The new CatCard has led problems involving the UA releasing student and employee Social Security numbers to private companies that provide services through the card. This is a violation of federal privacy laws.

Even though UA officials admitted they "probably" violated the law by releasing student and employee Social Security numbers to private firms, the heavy hand of the law will not crash down on the UA any time soon, federal officials said yesterday.

In an effort to streamline the activation of some services tied to the University of Arizona's new identification cards, officials released student, staff and faculty Social Security numbers to Saguaro Credit Union and MCI Telecommunications Corp.

The Family Education Rights and Privacy Act prohibits universities from releasing "personally identifiable information" without students' consent.

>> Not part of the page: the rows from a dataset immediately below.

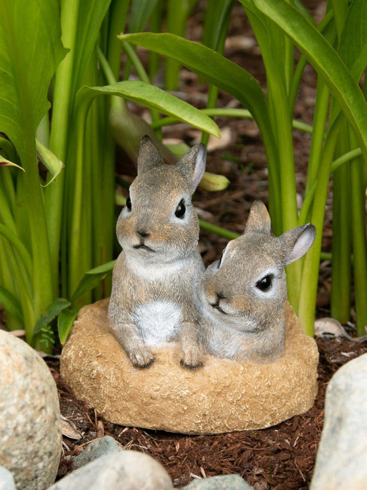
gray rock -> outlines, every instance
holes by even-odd
[[[15,490],[13,476],[3,466],[0,466],[0,490]]]
[[[163,467],[147,454],[107,454],[67,475],[49,490],[173,490]]]
[[[367,488],[366,414],[367,354],[341,367],[328,386],[311,490]]]
[[[253,490],[240,475],[223,475],[194,480],[181,490]]]
[[[120,451],[123,451],[121,445],[110,436],[105,436],[88,444],[83,453],[75,456],[73,460],[73,468],[77,469],[98,458]]]
[[[0,465],[18,489],[55,480],[61,453],[57,389],[45,363],[25,342],[0,330]]]

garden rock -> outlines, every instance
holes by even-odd
[[[90,463],[91,461],[105,456],[107,454],[113,454],[123,451],[120,444],[110,436],[94,440],[88,444],[84,451],[78,454],[73,460],[73,468],[76,469]]]
[[[47,489],[61,453],[61,422],[54,378],[25,342],[0,330],[0,465],[17,489]]]
[[[50,490],[172,490],[163,467],[137,451],[107,454],[85,465],[55,483]]]
[[[207,355],[195,371],[180,365],[174,343],[134,367],[107,328],[108,299],[84,307],[64,346],[61,372],[75,396],[121,425],[183,433],[260,429],[302,414],[317,391],[318,351],[286,305],[283,356],[270,365]]]
[[[366,488],[366,380],[367,354],[344,365],[331,378],[311,490]]]
[[[223,475],[194,480],[181,490],[253,490],[240,475]]]
[[[3,466],[0,466],[0,490],[15,490],[13,476]]]

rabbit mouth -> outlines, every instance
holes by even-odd
[[[150,247],[148,247],[147,245],[144,245],[144,243],[140,243],[138,245],[134,245],[134,248],[135,248],[135,249],[143,248],[145,250],[149,250],[149,252],[155,252],[152,248],[150,248]]]
[[[220,312],[220,313],[222,313],[224,315],[228,314],[226,312],[224,312],[224,309],[222,309],[218,303],[211,303],[209,305],[215,308],[216,309],[218,309],[218,312]]]

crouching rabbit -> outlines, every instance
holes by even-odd
[[[228,243],[200,282],[202,343],[209,354],[253,363],[282,354],[284,268],[306,253],[315,236],[310,223],[272,236],[265,205],[253,203],[244,234]]]
[[[148,136],[140,143],[138,176],[116,225],[123,251],[108,308],[109,329],[136,367],[149,366],[151,347],[170,340],[180,343],[184,366],[202,363],[197,283],[205,267],[191,196],[205,156],[205,146],[196,145],[166,165]]]

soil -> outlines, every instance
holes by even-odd
[[[180,488],[194,478],[238,473],[255,490],[308,489],[324,424],[325,390],[333,374],[348,360],[367,352],[367,345],[342,338],[317,338],[319,392],[303,415],[256,431],[214,436],[185,436],[116,425],[75,399],[59,371],[48,360],[60,395],[61,414],[74,424],[78,440],[63,437],[58,479],[72,470],[73,456],[85,445],[111,436],[125,449],[150,455]],[[77,434],[76,434],[77,435]]]
[[[306,2],[317,17],[324,2]],[[188,37],[199,39],[202,24],[201,3],[189,23]],[[260,50],[240,4],[235,6],[229,29],[230,43],[225,55],[249,71],[265,90],[265,74]],[[144,57],[144,53],[141,52]],[[183,70],[177,94],[196,107],[204,108],[207,87]],[[295,108],[295,117],[312,123],[316,78],[306,68]],[[228,94],[220,92],[218,105],[240,107]],[[132,108],[136,112],[140,109]],[[200,217],[238,233],[243,231],[251,203],[255,198],[268,203],[266,161],[260,134],[251,120],[218,118],[217,124],[227,134],[221,147],[208,152],[207,170],[225,175],[231,181],[220,192],[198,189],[193,197]],[[224,130],[224,128],[228,128]],[[184,125],[164,130],[167,139],[178,139],[192,145],[199,134]],[[300,198],[304,189],[310,136],[294,132],[296,184]],[[119,173],[134,175],[132,164],[118,154]],[[323,250],[331,251],[332,184],[326,206]],[[200,247],[206,265],[216,260],[227,240],[202,231]],[[318,317],[330,316],[330,263],[320,265]],[[352,313],[353,314],[353,313]],[[353,318],[352,318],[353,319]],[[346,326],[353,335],[353,324]],[[184,436],[114,425],[102,419],[95,411],[78,401],[59,375],[59,361],[47,363],[56,382],[61,414],[74,424],[76,435],[63,437],[63,453],[58,479],[72,469],[72,458],[85,445],[109,435],[126,449],[141,451],[158,460],[167,471],[175,487],[193,479],[216,475],[238,473],[255,490],[297,490],[308,488],[324,423],[325,390],[332,375],[342,365],[367,351],[366,344],[346,338],[319,338],[319,392],[314,406],[303,415],[293,417],[269,429],[216,436]],[[79,436],[77,436],[77,433]],[[78,437],[78,438],[75,438]]]

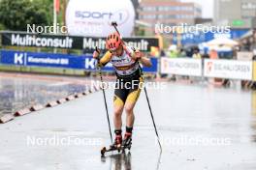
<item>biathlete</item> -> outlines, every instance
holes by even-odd
[[[94,51],[93,58],[98,59],[98,66],[104,67],[111,62],[115,70],[116,83],[113,97],[113,124],[115,139],[111,148],[129,146],[132,142],[134,126],[134,107],[141,93],[143,83],[140,63],[151,67],[145,55],[131,46],[126,46],[117,32],[112,33],[106,40],[108,51],[99,58],[100,52]],[[126,131],[122,138],[122,112],[126,112]]]

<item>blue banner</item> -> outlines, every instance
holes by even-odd
[[[152,67],[144,68],[144,71],[157,72],[157,59],[151,58]],[[23,67],[45,67],[96,71],[96,60],[92,55],[70,55],[58,53],[24,52],[13,50],[0,50],[0,64]],[[103,71],[113,71],[109,63]]]

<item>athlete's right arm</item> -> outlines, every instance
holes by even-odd
[[[94,51],[93,52],[93,58],[99,60],[98,65],[100,67],[103,67],[103,66],[107,65],[111,61],[111,59],[112,59],[112,53],[110,51],[107,51],[104,54],[104,56],[101,57],[101,58],[99,57],[99,55],[100,55],[99,52],[97,52],[97,51]]]

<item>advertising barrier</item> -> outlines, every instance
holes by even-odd
[[[66,23],[70,35],[104,37],[113,31],[112,21],[118,24],[122,36],[131,36],[135,24],[131,0],[69,0]]]
[[[253,81],[256,81],[256,62],[253,62]]]
[[[202,60],[161,58],[161,73],[202,76]]]
[[[205,60],[207,77],[252,80],[252,61]]]
[[[95,46],[106,50],[106,38],[75,37],[50,34],[27,34],[17,32],[2,32],[2,45],[9,46],[33,46],[65,49],[82,49],[85,53],[92,53]],[[150,51],[151,46],[158,46],[158,39],[155,38],[124,38],[127,45]]]
[[[152,67],[143,68],[145,72],[157,72],[157,59],[151,58]],[[13,50],[0,50],[0,64],[23,66],[23,67],[45,67],[63,68],[75,70],[96,71],[96,60],[92,55],[69,55],[57,53],[39,53]],[[111,63],[103,68],[104,71],[112,71]]]

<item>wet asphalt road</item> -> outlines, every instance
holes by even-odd
[[[107,91],[111,114],[112,93]],[[0,125],[0,169],[256,169],[255,93],[168,83],[148,95],[162,154],[142,93],[131,154],[102,158],[100,149],[110,137],[102,93],[97,92]]]

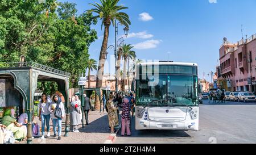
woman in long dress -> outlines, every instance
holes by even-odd
[[[79,114],[80,107],[76,103],[76,98],[72,97],[72,102],[70,104],[70,125],[71,131],[74,132],[79,132],[77,126],[81,124],[81,118]]]
[[[108,100],[106,106],[108,110],[109,123],[110,127],[110,133],[114,132],[114,127],[118,125],[118,117],[117,114],[118,107],[114,106],[114,95],[109,95],[109,100]]]
[[[27,128],[16,121],[14,112],[11,112],[11,109],[7,109],[5,112],[4,116],[2,119],[2,124],[6,126],[7,129],[10,129],[13,132],[15,140],[27,140]]]

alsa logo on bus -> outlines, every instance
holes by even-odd
[[[138,102],[140,103],[150,103],[151,100],[150,99],[142,99],[140,98],[138,99]]]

"It appears the university is aware of the apparent problem of compliance," U.S. Department of Education spokesman Jim Bradshaw said yesterday. "The fact that the university legal staff has recognized the problem - that's a first step in the right direction."

Once privacy concerns were aired to university officials, administrators took steps to retrieve the data from the companies and offer the use of randomly generated identification numbers by request.

"We only get involved if we receive letters," Bradshaw said.

But he hasn't received any letters. Even if the Department of Education was swamped with complaints from angry students and faculty, a team of federal agents in suits and sunglasses would not be sent to the UA.

"When a violation of FERPA occurs, we show schools how to come into compliance with the act," Bradshaw said. "Traditionally, we've always been able to work out problems by showing schools how to meet the act and protect the privacy of student records."

The Department of Education has the power to cut funding to schools that repeatedly violate FERPA, but Bradshaw said funding cuts are an "ultimate penalty" imposed only if schools steadfastly refuse to comply with the law.

Terrence Bressi, the UA Lunar and Planetary Laboratory engineer who uncovered the privacy problem concerning the CatCard, said he expected the nonchalant reaction from the government.

"The Family Compliance Office's main purpose is not to sue the university or withhold funding on a first-time basis," Bressi said. "The government's main concern would be to get compliance."

Bressi said he did not expect the government to immediately jump down the university's throat.

"It wouldn't surprise me that they don't have an official thought," he said.